Nine years ago, I doubt we could have imagined our life as it is now.

Nine years ago, I thought driving a Saab was a priority.  (Now I covet minivans)

Nine years ago, we had 2 dogs, 2 cats and lived 2 blocks from the beach.

Nine years ago, we were different people.

———————————————–

Five years ago, on the other side of the world, a baby was born.  The baby was born to a woman that we don’t know.  Her face, her personality–we have no clue, although I imagine we see glimpses of her everyday.  She gave birth to a child that would later be our son.

Five years ago, South Korea was not on my personal radar.

Five years ago, I wasn’t even sure we would adopt.

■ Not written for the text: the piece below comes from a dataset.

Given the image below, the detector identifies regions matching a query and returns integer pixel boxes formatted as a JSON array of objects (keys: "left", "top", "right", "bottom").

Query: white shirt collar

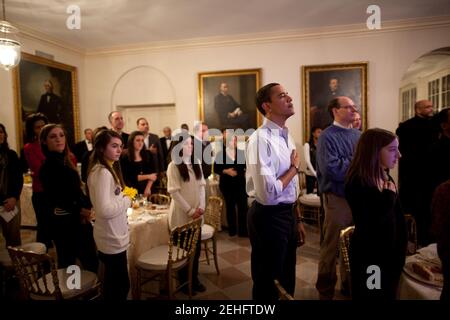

Five years ago, I was consumed with being the mother of a 6-month old baby named Isaac.

Five years ago, I had never even heard of bulgogi.

But our youngest son was born that day.

——————————————–

Tonight we will celebrate it all–another year older for Matthew and another year together for his parents.  Bulgogi for dinner.  Something I am rather good at preparing, and to think, 4 years ago, I had never heard of it.  Cake–gluten free cake, at that.  We will celebrate family.  Family around our table and family around the globe–known and unknown.  We will celebrate surprises.  Like saving for a minivan and finding your family in the most unexpected places.

Oh, you naive lovebirds, how could you ever have guessed it would be this good?